When a staff member has been employed by your
business for at least 20 years, you can recognise
that long service with a tax-free gift worth up
to £1,000 – or £50 for every
year of service. The gift must not be cash or
vouchers, but it can be shares in your company
or any other tangible object. You can present
such a gift to the same employee every ten years,
but not at more frequent intervals.
60 Set
up a tax-free bonus scheme for good ideas from
employees. Your employees might have valuable
insights into how products, services, processes
or systems can be improved. If you pay
a bonus to employees who come up with a good idea,
that pay would normally be taxed in the usual
way. But if you set up a suggestion scheme, you
can pay employees £25 tax free for the best
ideas, and up to £5,000 tax free if the
suggested improvement creates a significant amount
of financial benefit for your business.
61 Set
up a tax efficient share scheme for employees.
Share schemes can create a taxable benefit for
employees, but if share options are granted
under an approved Enterprise Management Incentive
scheme, there is no tax payable by the employees
until the shares are sold. Structured correctly,
the tax payable could be as little as 10% of the
gain on the shares.
62
Where you use
the services of a self-employed contractor, ask
them for a mandate. That is an irrevocable
undertaking that the person will not ask HMRC
for a refund of the tax they have paid on their
income from you in the event that HMRC decides
they should have been treated as employees and
requires you to pay tax under PAYE for them. If
they give you a mandate, the tax they have paid
as self-employed individuals can be set against
the employer’s PAYE.
63 Pay
for your employees’ eye tests if they have
to use a computer, and also cover the cost of
any lenses prescribed to use the equipment.

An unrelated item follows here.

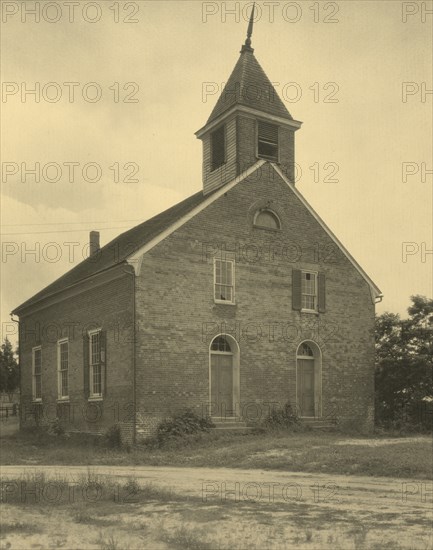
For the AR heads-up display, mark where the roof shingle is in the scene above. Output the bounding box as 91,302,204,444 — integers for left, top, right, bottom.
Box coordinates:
207,49,293,124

The employees will not be taxed on these costs,
but the tax relief does not include spectacle
frames or such features as tinting, which do not
relate to the computer use. Even shareholder directors
can benefit from this.
64 Reimburse
the costs of a new employee’s removal expenses.
You can reimburse up to £8,000 of a new
employee’s moving costs tax free if they
have to move house to take up the job.
If you pay more than this amount, the excess is
taxed as part of the employee’s salary.
This tax relief only applies if the new employee
does not already live within a reasonable daily
travelling distance of their new place of work.
65
Buy your employees tax
free driving lessons to improve their skills.

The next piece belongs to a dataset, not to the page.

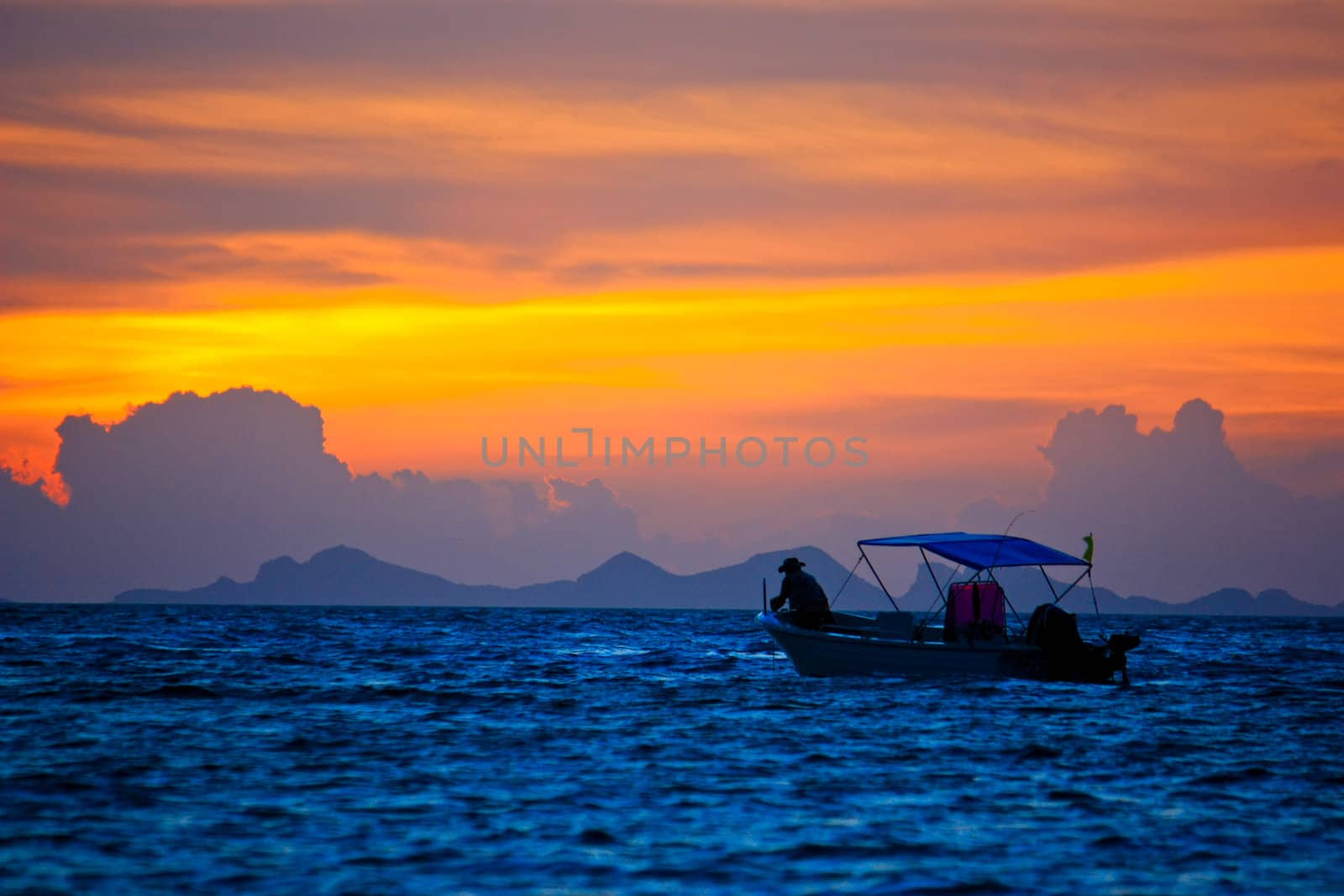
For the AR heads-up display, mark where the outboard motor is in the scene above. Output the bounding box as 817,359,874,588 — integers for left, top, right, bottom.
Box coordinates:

Where your employees are required to drive as
part of their job, safety must be a priority.
Driving lessons to improve your employees’
skills could cut your insurance and the tuition
fees are fully tax-deductible for your business.
Your employees are not taxed on the value of the
driving lessons, because the instruction should
qualify as work-related training.
66 Reimburse
employees who work from home for the extra energy
they use in their home while working for you.
This extra amount of energy consumed is
generally difficult to calculate, so you can pay
up to £2 a week free of tax with no additional
evidence. If the employee can prove their additional
home heating and lighting costs are more than
£2 a week, you can pay that extra amount
tax free as well.
67 Provide
your employees with free bicycles and associated
safety equipment so that they can cycle to work.
As long as the bike and safety equipment remains
the property of the employer, there is no tax
charge for the employee, and the cost is fully
tax deductible for your business.
68
Provide a free
breakfast to all your employees who travel to
work by bicycle on a designated ‘cycle to
work day’. These meals would normally
be a taxable benefit because they are not provided
to all workers, but they are tax free if eaten
by the cyclists when they arrive at work. You
can designate any number of working days as ‘cycle
to work days’ as long as this is made clear
to the whole workforce.
69 Encourage
car sharing with tax-free payments to employees.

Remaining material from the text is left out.